Eun Sun Kim conducting the San Francisco Opera Orchestra (photography by Sasha Arutyunova, courtesy of San Francisco Opera)
Last night the stage of the War Memorial Opera House was turned over to the San Francisco Opera Orchestra for a concert performance. Eun Sun Kim conducted the ensemble with violinist Kay Stern as Concertmaster. The soloist for the program, entitled Beethoven 5 & Falla, was mezzo Daniela Mack. Those familiar with Ludwig van Beethoven would immediately see that Mack accounted for the Falla selection.
That selection was the familiar Siete canciones populares españolas, arrangements by Manuel de Falla of seven traditional Spanish songs. This was coupled with the second suite extracted from Falla’s score for the two-act ballet The Three-Cornered Hat, choreographed by Léonide Massine. As one can guess from the overall title, the second half of the program was devoted entirely to Ludwig van Beethoven’s Opus 67 (fifth) symphony, composed in the key of C minor. Those familiar with Massine’s ballet know that, at a critical moment, Falla evokes the opening motif of the Beethoven symphony (far from the only dramatic incident to be accompanied by that music).
Since most of Kim’s time is spent in an orchestra pit, I relish opportunities to have a clearer view of her conducting style. Her approach to Beethoven could not have been better. Her command of the score was up there alongside just about every major conductor. Her chemistry with the ensemble could not have been better, allowing for the many subtleties in both phrasing and the scope of dynamic range. Opus 67 may be the most familiar work in the symphonic canon; but Kim brought both freshness and urgency to her interpretation, making the experience far from “just another Beethoven’s fifth” encounter.
Her command of Falla was just as engaging. The songs are relatively short, but Mack knew how to endow each of them with its own dimension of expressiveness. Falla’s approach to the vocal offerings could almost serve as a harbinger of Buckminster Fuller’s injunction that we should learn how to make more and more out of less and less. Somewhat in the spirit of haiku, each song has its own “target of reflection,” distilled into little more than a brief moment. Mack displayed a solid command of this rhetoric of brevity, and her engagement with the orchestra could not have been more compelling.
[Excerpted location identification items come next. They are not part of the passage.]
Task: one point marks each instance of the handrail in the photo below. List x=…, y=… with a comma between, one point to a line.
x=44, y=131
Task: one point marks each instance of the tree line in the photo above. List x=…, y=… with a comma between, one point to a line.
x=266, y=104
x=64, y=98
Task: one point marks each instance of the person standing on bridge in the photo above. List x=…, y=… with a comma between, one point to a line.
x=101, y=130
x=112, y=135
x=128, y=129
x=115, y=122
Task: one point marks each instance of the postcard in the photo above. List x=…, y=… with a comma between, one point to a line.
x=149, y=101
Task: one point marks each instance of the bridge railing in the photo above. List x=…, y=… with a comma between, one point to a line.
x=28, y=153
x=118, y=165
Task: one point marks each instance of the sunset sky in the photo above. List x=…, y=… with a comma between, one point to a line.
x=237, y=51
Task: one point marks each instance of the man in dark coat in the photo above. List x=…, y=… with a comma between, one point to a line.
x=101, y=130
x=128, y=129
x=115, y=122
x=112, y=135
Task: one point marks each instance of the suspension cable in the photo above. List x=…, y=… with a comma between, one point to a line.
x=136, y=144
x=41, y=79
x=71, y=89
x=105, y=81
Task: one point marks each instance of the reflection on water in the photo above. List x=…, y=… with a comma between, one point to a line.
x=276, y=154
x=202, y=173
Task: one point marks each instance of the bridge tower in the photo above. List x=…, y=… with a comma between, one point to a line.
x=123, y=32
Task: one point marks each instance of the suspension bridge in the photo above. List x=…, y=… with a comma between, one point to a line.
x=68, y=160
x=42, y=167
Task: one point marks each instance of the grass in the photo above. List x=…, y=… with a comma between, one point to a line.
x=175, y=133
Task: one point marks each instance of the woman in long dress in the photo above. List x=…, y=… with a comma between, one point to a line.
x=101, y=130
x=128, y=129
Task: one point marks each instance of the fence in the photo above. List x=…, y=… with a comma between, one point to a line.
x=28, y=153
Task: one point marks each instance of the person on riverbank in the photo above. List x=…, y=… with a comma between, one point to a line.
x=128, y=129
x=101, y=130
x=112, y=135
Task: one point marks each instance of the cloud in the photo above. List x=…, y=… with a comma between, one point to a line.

Left to its own devices with the Three-Cornered Hat score, the ensemble captured the full scope of dramatic dispositions, one of which included a “sneak preview” of the music to come during the second half of the program.
As is usually the case with these events, I enjoyed the opportunity of a clearer vision of Kim’s approach to conducting; but what mattered most were the results, which could not have been more engaging!